C’est une page importante de l’histoire ecclésiale africaine qui vient de s’écrire dans la capitale rwandaise. Le Cardinal Fridolin Ambongo Besungu, archevêque métropolitain de Kinshasa, a été réélu président du Symposium des Conférences Épiscopales d’Afrique et de Madagascar (SCEAM), au terme de la 20ᵉ Assemblée plénière de cette haute instance catholique continentale, tenue à Kigali du 28 juillet au 2 août 2025.
Ce vote des évêques africains, intervenu à l’issue de cinq jours de travaux intenses, traduit la confiance renouvelée de l’épiscopat du continent envers l’un de ses membres les plus éminents et influents sur la scène spirituelle et socio-politique.
Cette réélection n’est pas le fruit du hasard. Depuis son élection à la tête du SCEAM en février 2023, le Cardinal Ambongo s’est distingué par un leadership affirmé, un esprit rassembleur et une parole prophétique, souvent engagée en faveur des valeurs démocratiques, de la paix, de la justice sociale et des droits des plus faibles.
Durant son premier mandat, il a multiplié les prises de position courageuses, notamment face aux conflits armés, à la corruption, à la mauvaise gouvernance ou encore à la crise migratoire. Il a également contribué à renforcer les liens interconférentiels entre les diverses Églises nationales, dans un continent pluriel, marqué par des contrastes politiques, linguistiques et culturels.
Le cardinal congolais a ainsi redonné du souffle, de la visibilité et de la pertinence au SCEAM, ce qui a très certainement pesé dans la balance lors de sa reconduction à Kigali.
La 20ᵉ Assemblée plénière du SCEAM s’est tenue autour du thème évocateur :
« Le Christ, notre espérance : source de réconciliation, de paix et de fraternité en Afrique ».
Pendant une semaine, plus de 200 délégués venus des quatre coins du continent cardinaux, évêques, prêtres, religieux et laïcs ont réfléchi, prié et échangé autour des défis que traverse l’Église africaine :
la montée des extrémismes religieux,
les tensions politiques,
la pauvreté galopante,
les injustices structurelles,
les déplacements forcés,
et la perte de repères spirituels chez la jeunesse.
Le Cardinal Ambongo, dans ses différentes interventions, a appelé à une Église africaine prophétique, enracinée dans le peuple, proche des réalités de terrain, porteuse d’espérance et ferment de paix dans un monde en mutation.
Avec cette réélection, la République Démocratique du Congo conforte sa place stratégique au sein de l’Église catholique du continent.

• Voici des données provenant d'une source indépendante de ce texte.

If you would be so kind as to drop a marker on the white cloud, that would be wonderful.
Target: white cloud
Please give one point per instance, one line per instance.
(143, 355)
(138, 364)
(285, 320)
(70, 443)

L’Église congolaise, forte de plus de 35 millions de fidèles, joue un rôle moteur dans les dynamiques pastorales et sociales du continent.
Le Cardinal Ambongo, successeur du très respecté Cardinal Laurent Monsengwo, est aujourd’hui l’un des visages les plus influents du catholicisme africain, régulièrement consulté au Vatican et sur les grandes questions continentales. Sa voix compte, à Rome comme à Addis-Abeba.
Qui est Fridolin Ambongo ?
Ordonné prêtre en 1988 au sein de l’Ordre des Capucins, Fridolin Ambongo est un intellectuel et pasteur engagé. Titulaire d’un doctorat en droit canonique, il a enseigné dans plusieurs institutions religieuses avant d’être nommé évêque en 2004, puis archevêque de Kinshasa en 2018, et créé cardinal par le pape François en octobre 2019.
Membre du Conseil des cardinaux du pape, il est également l’un des artisans du renouveau synodal voulu par Rome, appelant à une Église décentralisée, à l’écoute du peuple de Dieu.
Avec ce second mandat, le Cardinal Ambongo est appelé à consolider les acquis de ces deux dernières années. Parmi ses priorités :
Renforcer la communion interconférentielle au sein du SCEAM,
Développer un plaidoyer fort en faveur de la paix, des élections libres et du respect des droits humains,
Poursuivre l’accompagnement spirituel de la jeunesse africaine, souvent confrontée à la désespérance,
Et porter la voix de l’Afrique au synode universel de l’Église, en faisant entendre les réalités africaines sur les grands débats ecclésiaux : cléricalisme, gouvernance, place des femmes, écologie intégrale, etc.
La réélection du Cardinal Fridolin Ambongo Besungu à la présidence du SCEAM n’est pas seulement une reconnaissance personnelle : c’est un signal fort de la part de l’Église africaine qui, en ces temps troublés, veut continuer à marcher ensemble, sous la conduite d’un pasteur courageux, lucide et profondément enraciné dans la mission du Christ.
Kinshasa peut être fière. Et l’Afrique aussi.